5 Everyday Things You Use That Have Darker Histories Than You Think

Published 1 hour ago5 minute read
Zainab Bakare
Zainab Bakare
5 Everyday Things You Use That Have Darker Histories Than You Think

Did you know some of the things sitting on your shelves, in your kitchen cabinet, and on your desk looking completely harmless have a grimmer background than you think? Most have been repackaged, rebranded and handed to you without context.

Here are five household staples whose origin stories are far more disturbing than their current roles suggest.

Your Alarm Clock Was Built to Control Your Body

Before factories arrived, people woke with the sun and moved through their days according to natural rhythms. Then the Industrial Revolution happened, and time became something to be owned.

Factory owners became obsessed with squeezing maximum labour from workers, and historians have documented how they deliberately manipulated clocks — running them fast in the morning, slow at closing — to extend shifts without paying extra.

Scholar E.P. Thompson argued that clock-time was systematically imposed on working-class bodies as a form of social control, replacing organic human rhythms with rigid schedules that served capital.

The alarm clock, which became widely affordable by the late 19th century, was the mechanism that brought this control into workers' homes. It was not invented so that your body would report for duty on time, at someone else's insistence.

Your Rubber Products Are Soaked in Congolese Blood

All the rubber products you use at home traces back to natural rubber and the most catastrophic chapter in that history unfolded right here in Africa.

Between 1885 and 1908, King Leopold II of Belgium privately owned the Congo Free State and ran it as a personal extraction operation.

When global rubber demand surged with the invention of the bicycle tyre and the rise of the automobile, he forced Congolese communities to meet brutal rubber quotas under threat of mutilation and death.

The Force Publique, his private army, was ordered to produce severed human hands as proof that bullets were not wasted, an order that resulted in mass amputations of men, women, and children.

Historians estimate that the rubber regime killed approximately ten million people, reducing Congo's population by half. The Congo is still one of the world's poorest countries. The rubber industry still runs.

Your Mouthwash Invented the Problem It Claims to Solve

Listerine was created in 1879 as a surgical antiseptic. For decades, it had no clear identity or market.
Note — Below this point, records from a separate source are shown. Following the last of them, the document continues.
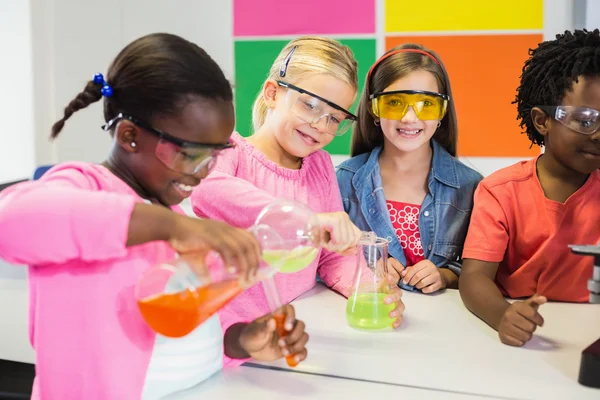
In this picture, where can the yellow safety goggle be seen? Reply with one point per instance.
(394, 105)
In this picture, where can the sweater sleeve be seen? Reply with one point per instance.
(335, 270)
(62, 217)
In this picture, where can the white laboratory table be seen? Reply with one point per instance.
(441, 346)
(264, 384)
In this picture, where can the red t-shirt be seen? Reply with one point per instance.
(514, 224)
(405, 220)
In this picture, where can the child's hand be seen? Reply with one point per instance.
(395, 269)
(261, 341)
(520, 320)
(395, 297)
(338, 233)
(424, 275)
(236, 246)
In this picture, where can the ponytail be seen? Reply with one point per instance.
(90, 94)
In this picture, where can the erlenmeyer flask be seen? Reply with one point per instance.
(366, 309)
(297, 226)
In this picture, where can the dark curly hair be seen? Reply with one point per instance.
(550, 72)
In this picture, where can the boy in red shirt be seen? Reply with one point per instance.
(526, 215)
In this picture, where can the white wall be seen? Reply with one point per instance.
(16, 91)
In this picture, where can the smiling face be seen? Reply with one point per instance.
(293, 131)
(410, 133)
(157, 164)
(576, 151)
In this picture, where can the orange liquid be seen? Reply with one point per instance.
(280, 321)
(177, 314)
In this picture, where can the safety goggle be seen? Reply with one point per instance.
(580, 119)
(180, 155)
(394, 105)
(314, 110)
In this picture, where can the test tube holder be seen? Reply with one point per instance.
(589, 370)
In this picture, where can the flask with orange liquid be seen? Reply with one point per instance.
(177, 296)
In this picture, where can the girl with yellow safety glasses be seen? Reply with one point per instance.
(403, 181)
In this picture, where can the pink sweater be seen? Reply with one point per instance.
(243, 183)
(91, 343)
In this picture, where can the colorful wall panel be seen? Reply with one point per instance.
(483, 45)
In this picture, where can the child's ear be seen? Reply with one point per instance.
(126, 134)
(540, 120)
(270, 92)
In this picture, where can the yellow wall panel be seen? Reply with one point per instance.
(462, 15)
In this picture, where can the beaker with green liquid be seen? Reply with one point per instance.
(366, 309)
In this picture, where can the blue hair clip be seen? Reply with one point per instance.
(106, 90)
(286, 61)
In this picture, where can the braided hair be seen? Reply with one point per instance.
(550, 72)
(157, 74)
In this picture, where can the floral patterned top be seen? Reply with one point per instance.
(405, 220)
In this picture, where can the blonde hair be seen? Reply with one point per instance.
(313, 55)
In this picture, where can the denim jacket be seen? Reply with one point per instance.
(445, 212)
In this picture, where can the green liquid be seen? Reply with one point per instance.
(293, 260)
(368, 311)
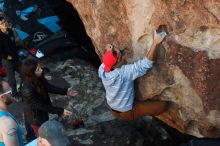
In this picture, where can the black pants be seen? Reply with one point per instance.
(10, 68)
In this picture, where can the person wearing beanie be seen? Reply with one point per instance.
(9, 55)
(118, 80)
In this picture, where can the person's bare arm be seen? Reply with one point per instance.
(9, 132)
(157, 39)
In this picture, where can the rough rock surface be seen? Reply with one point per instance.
(187, 68)
(90, 105)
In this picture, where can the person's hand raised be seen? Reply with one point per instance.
(67, 112)
(71, 92)
(158, 37)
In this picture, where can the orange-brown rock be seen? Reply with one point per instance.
(187, 68)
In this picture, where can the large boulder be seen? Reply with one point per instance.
(187, 67)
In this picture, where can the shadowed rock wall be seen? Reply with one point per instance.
(187, 69)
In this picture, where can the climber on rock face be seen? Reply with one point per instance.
(118, 80)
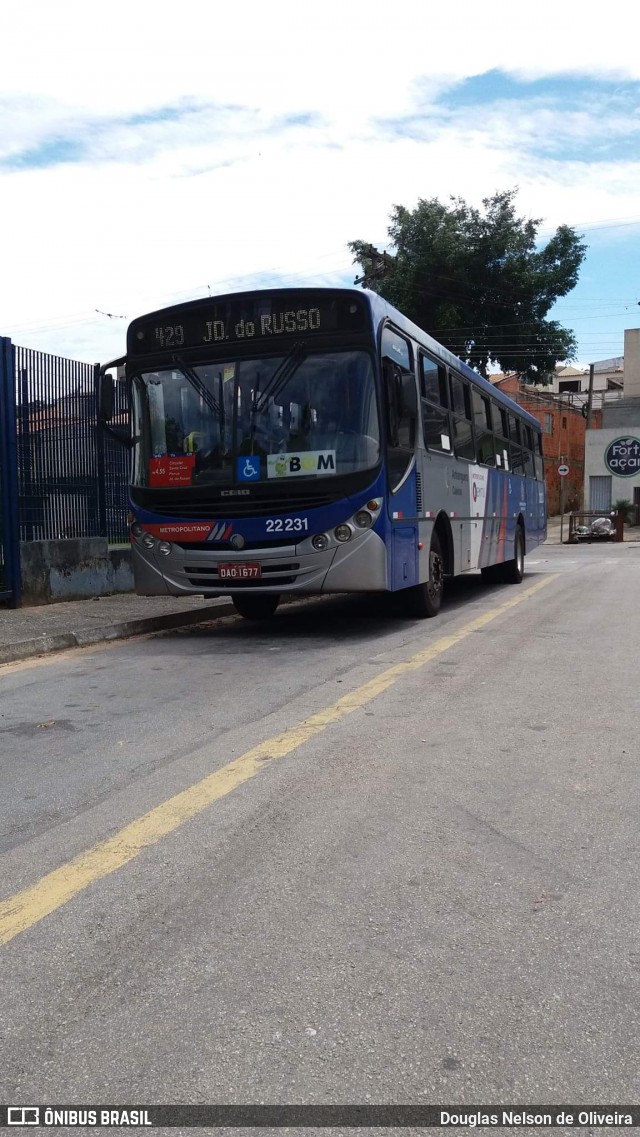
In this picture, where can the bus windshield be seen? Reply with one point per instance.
(298, 414)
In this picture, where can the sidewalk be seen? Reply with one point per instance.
(27, 632)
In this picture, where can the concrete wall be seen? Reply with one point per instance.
(73, 570)
(563, 440)
(595, 465)
(632, 363)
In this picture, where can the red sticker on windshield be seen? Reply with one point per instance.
(172, 470)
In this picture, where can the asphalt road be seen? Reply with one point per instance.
(429, 895)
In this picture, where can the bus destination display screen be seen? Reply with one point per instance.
(258, 317)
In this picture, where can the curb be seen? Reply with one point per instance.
(46, 645)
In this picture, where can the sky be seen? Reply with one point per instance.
(152, 152)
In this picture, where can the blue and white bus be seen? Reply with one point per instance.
(315, 440)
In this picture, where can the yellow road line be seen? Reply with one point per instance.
(27, 907)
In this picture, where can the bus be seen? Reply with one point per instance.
(314, 440)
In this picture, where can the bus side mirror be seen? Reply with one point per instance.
(393, 396)
(106, 395)
(106, 389)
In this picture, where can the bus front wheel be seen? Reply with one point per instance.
(424, 600)
(256, 607)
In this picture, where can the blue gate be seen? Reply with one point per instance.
(9, 521)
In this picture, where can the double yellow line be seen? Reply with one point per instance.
(27, 907)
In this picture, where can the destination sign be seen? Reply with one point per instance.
(260, 316)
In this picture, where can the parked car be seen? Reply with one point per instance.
(601, 529)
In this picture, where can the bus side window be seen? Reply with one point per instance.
(482, 425)
(529, 458)
(462, 421)
(434, 405)
(500, 429)
(401, 404)
(538, 459)
(517, 461)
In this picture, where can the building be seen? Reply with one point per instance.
(563, 438)
(608, 382)
(612, 461)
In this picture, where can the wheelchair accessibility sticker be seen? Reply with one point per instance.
(248, 469)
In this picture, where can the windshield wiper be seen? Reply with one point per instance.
(284, 371)
(192, 378)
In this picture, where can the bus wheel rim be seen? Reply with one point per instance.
(434, 583)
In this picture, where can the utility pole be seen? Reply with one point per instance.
(380, 265)
(590, 396)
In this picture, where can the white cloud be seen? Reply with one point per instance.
(274, 156)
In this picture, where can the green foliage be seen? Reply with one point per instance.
(626, 508)
(479, 282)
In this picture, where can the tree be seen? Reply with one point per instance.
(479, 282)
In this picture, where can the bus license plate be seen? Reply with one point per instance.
(246, 571)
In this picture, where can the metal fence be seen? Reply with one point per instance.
(72, 476)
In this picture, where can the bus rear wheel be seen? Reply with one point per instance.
(509, 572)
(424, 600)
(256, 607)
(513, 571)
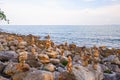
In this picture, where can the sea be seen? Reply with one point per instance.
(81, 35)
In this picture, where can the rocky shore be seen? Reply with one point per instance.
(26, 57)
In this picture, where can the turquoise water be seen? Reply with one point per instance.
(80, 35)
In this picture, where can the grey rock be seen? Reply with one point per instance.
(54, 61)
(7, 55)
(49, 67)
(10, 69)
(60, 69)
(2, 78)
(2, 66)
(39, 75)
(110, 76)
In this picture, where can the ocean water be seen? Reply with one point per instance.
(82, 35)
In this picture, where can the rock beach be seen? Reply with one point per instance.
(26, 57)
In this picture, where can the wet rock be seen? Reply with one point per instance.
(39, 75)
(54, 61)
(49, 67)
(7, 55)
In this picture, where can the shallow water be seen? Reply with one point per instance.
(80, 35)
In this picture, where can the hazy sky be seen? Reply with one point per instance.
(62, 12)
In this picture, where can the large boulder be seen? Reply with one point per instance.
(39, 75)
(2, 66)
(87, 73)
(111, 76)
(2, 78)
(49, 67)
(43, 58)
(10, 69)
(13, 68)
(52, 54)
(32, 61)
(67, 76)
(7, 55)
(113, 59)
(54, 61)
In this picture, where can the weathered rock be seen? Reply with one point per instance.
(54, 61)
(67, 53)
(10, 69)
(2, 78)
(113, 59)
(7, 55)
(13, 43)
(56, 75)
(76, 58)
(32, 61)
(60, 69)
(19, 76)
(67, 76)
(83, 73)
(64, 60)
(2, 66)
(113, 67)
(110, 76)
(52, 54)
(39, 75)
(118, 76)
(49, 67)
(43, 58)
(12, 48)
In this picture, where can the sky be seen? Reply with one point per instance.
(61, 12)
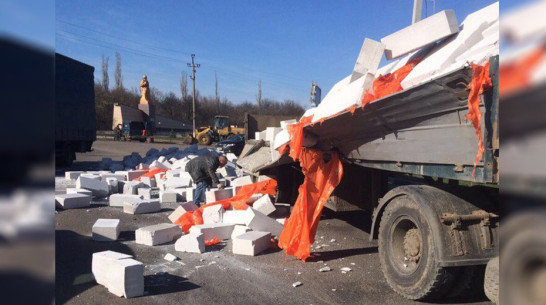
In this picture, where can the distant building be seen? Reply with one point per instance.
(163, 125)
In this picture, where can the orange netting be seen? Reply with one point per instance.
(237, 202)
(389, 83)
(480, 82)
(296, 136)
(321, 178)
(516, 75)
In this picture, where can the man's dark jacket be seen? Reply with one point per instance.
(203, 168)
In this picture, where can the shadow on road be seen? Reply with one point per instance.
(166, 283)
It was sold as a floor cleaner, a wound treatment, a dandruff remedy, and at one point, a cure for gonorrhoea.

Then in the 1920s, the Lambert Pharmaceutical Company stumbled on an obscure Latin medical term for bad breath: halitosis.

They did not discover a disease. They manufactured a social crisis around an entirely normal human condition and built an advertising campaign on the anxiety it produced.

History

Rewind the Stories that Made Africa, Africa

A Journey Through Time, Narrated with Insight.

Ads warned that bad breath was silently destroying people's marriages, careers and friendships — "even your best friend won't tell you."

One campaign followed a character named Edna, perpetually a bridesmaid, never a bride, all because of her breath.

In seven years, Listerine's revenues rose from $115,000 to over $8 million. The company simply convinced you that your mouth, in its natural state, was embarrassing.

You have been gargling manufactured insecurity ever since.

Your Breakfast Cereal Was Born From a Crusade Against Pleasure

John Harvey Kellogg was a physician, a devout Seventh-Day Adventist and a committed eugenicist who believed that most human suffering stemmed from sexual excess and an insufficiently bland diet.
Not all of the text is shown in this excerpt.